Meestal werkt ze met het doek plat op een werktafel, een houding waarbij de penseelstreek gemakkelijk vele kanten op kan. En hangt het doek aan de wand, dan  fungeert de werktafel als palet. Intuïtief werkt ze. In de vraagstelling bestaat nauwelijks nog een idee van een mogelijke voorstelling. Dat ontstaat pas als ze reageert op wat er schilderend gebeurt. Een schilderij vormt zich letterlijk onder haar handen, met uiterste aandacht voor de penseelstreek, die zich afwisselt in tere streken en brede, driftige vegen, dan weer vloeiend en buigzaam, of abrupt afgebroken met hier en daar een kliederige kwak. De onstuimigheid van de verfstreek wisselt per onderwerp. Ik stel me zo voor dat een omgeploegd landschap het harder te verduren krijgt dan pakweg het dak van een huis of een schuur. Vechtend ontdekt ze hoe je lucht en landschap, licht en ruimte als tinten van kleur kan weergeven. Schaduwen, randen en ruimten ontstaan in grillige en ritmische verfpatronen. Een rijke en romige manier van schilderen, noemde een recensent het ooit.  Zelf zegt ze erover dat ze niets kan bedenken zonder haar ogen de kost te geven: eerst zien, dan komt de gedachte en bemerkt ze dat er zich iets ‘uitrolt’, dat vervolgens de vorm krijgt.

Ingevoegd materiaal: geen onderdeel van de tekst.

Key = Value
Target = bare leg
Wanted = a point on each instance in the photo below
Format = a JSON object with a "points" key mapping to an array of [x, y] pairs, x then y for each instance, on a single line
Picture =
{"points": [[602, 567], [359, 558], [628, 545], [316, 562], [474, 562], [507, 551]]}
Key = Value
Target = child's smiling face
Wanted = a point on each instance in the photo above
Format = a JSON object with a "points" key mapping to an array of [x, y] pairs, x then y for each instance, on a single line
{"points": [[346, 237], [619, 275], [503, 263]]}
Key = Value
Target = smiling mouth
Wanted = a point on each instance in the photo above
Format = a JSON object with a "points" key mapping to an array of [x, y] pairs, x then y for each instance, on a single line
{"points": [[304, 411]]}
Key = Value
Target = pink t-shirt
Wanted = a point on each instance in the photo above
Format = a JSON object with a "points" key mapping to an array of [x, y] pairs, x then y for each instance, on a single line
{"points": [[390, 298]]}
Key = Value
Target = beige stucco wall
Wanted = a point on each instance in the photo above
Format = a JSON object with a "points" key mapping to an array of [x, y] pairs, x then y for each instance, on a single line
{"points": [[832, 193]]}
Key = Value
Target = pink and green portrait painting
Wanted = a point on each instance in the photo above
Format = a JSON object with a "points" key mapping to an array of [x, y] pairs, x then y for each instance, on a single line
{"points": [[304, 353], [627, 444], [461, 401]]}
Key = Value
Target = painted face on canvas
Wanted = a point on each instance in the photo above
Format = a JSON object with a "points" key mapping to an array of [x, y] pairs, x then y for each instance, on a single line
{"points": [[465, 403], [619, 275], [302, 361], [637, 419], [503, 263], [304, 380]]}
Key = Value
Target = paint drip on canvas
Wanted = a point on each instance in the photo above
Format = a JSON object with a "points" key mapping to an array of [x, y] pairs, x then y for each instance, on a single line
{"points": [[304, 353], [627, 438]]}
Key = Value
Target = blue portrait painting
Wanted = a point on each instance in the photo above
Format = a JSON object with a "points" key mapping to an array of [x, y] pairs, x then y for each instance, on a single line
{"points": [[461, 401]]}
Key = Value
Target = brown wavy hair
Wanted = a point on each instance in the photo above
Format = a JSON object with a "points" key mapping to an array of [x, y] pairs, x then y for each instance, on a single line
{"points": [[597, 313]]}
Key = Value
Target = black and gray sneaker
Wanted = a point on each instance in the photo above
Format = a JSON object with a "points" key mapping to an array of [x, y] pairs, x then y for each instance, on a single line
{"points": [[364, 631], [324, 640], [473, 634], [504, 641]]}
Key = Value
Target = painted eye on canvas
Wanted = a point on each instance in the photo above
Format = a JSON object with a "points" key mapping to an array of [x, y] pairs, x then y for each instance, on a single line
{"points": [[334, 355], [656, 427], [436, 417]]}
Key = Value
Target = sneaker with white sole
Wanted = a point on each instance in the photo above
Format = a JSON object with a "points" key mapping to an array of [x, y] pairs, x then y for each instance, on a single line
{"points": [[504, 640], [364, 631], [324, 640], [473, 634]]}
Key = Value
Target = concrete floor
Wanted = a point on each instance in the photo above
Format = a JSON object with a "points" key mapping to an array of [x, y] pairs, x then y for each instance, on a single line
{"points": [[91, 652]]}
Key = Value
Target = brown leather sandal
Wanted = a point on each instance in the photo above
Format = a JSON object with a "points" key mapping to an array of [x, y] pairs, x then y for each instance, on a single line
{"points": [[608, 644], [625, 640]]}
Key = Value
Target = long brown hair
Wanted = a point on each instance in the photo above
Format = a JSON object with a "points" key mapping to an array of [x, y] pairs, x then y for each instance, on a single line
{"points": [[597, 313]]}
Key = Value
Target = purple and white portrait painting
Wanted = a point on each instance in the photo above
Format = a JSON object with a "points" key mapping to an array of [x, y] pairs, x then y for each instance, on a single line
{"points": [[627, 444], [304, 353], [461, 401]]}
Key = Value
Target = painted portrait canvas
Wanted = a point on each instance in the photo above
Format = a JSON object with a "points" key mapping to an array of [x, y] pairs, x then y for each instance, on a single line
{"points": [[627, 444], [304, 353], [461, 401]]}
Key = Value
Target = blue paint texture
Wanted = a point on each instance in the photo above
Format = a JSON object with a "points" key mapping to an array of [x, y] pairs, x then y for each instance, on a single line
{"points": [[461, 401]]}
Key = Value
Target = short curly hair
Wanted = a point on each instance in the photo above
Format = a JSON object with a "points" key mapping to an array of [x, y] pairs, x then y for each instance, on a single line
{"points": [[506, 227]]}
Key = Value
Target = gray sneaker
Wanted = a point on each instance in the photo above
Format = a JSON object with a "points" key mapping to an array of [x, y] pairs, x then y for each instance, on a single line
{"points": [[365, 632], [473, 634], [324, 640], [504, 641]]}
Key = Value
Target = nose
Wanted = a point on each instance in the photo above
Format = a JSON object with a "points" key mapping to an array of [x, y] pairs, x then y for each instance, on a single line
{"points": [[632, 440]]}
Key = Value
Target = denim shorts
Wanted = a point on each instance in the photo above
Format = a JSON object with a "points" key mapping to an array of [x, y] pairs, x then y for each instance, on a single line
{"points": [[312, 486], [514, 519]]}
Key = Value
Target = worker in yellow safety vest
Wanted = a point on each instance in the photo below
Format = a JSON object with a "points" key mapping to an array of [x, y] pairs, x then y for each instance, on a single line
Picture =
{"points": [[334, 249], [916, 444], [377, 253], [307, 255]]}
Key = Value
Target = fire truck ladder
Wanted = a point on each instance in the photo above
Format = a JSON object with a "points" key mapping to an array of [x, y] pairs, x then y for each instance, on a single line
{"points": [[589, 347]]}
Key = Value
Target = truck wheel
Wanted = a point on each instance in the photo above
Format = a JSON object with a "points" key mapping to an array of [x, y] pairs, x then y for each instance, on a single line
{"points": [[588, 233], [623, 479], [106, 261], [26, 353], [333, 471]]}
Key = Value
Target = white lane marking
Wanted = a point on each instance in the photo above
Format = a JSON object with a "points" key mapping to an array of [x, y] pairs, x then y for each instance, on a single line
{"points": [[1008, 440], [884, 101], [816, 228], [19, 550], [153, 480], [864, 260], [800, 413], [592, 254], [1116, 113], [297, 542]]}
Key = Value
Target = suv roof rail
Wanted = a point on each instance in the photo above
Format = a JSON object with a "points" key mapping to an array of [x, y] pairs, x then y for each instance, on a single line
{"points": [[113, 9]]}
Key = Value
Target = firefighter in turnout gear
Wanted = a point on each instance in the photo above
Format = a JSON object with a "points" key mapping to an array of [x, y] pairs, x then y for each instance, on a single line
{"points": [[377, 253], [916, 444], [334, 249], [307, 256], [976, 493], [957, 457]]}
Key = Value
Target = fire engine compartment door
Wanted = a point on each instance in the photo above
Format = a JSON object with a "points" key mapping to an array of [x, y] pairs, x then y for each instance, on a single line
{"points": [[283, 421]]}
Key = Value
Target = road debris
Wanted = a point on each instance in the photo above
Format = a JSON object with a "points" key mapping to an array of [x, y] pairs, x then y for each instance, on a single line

In haar schilderijen lijkt er geen verwijzing naar een andere werkelijkheid dan het schilderen. Maar in teksten van schrijvers en kunstenaars blijft Van Haaster altijd op zoek naar woorden die verwoorden wat zij zelf met een beeld wil zeggen: over de verschijningsvorm van haar schilderijen en over gedachten in de zoektocht naar beelden die meer betrekking hebben op tijdelijke thema’s. ‘Achteraf gezien zijn het bijna altijd beelden met een plaatsaanduiding, die opeenvolgend met elkaar in verband kunnen staan en als een langlopende film gezien kunnen worden’, zo schrijft ze op haar website. Uiteenlopende titels van haar schilderijen als T-splitsing, Lucht, Schuur, Velden, Wafels, Water, Weg, Wervels, Wissel of Zee zijn geen letterlijke impressies, maar de verbeelding en de sturing van het kijken, gevoed door herinneringsbeelden van haar geliefde omgeving aan de duinen.

3 4
Water en lucht, 1985. Collectie Centraal Museum, Utrecht (l).
Zeetje, 1984.

In de jaren tachtig hebben Bettie van Haasters schilderijen zeker iets met de onstuimigheid van de zee te maken. Je kunt er in blauw en wit gebroken en uiteen spattende golven in zien. Of met een landschap waar je in de verfpatronen sloten of wegen kunt ontwaren. In de werken uit de jaren negentig zijn die min of meer verdwenen. De schilderijen zijn dan detailopnames van verf die geen enkel beeld meer prijsgeven, geel ziet je ook minder terug. De voorstelling mag men zelf invullen, hetgeen ik in gedachten fietsend over geestgronden van verf doe. De laatste jaren voeren bruin, roze en wit de boventoon. In de substantie kan nu opeens een ribbenkast in de ruimte ontstaan, die in de fantasie van de kunstenaar een boot kan worden om daarna een zeil te krijgen. Hoe zij op zulke onderwerpen komt is onbestemd. Het verzamelen van namen van schepen die voorbijvaren als zij met haar hond langs een van de Amsterdamse kades wandelt, kan haar zomaar op gedachten brengen. Stellig wil Bettie van Haaster in haar werk een wereld oproepen, waarmee zij schilderkunstig naar een realiteit kan verwijzen.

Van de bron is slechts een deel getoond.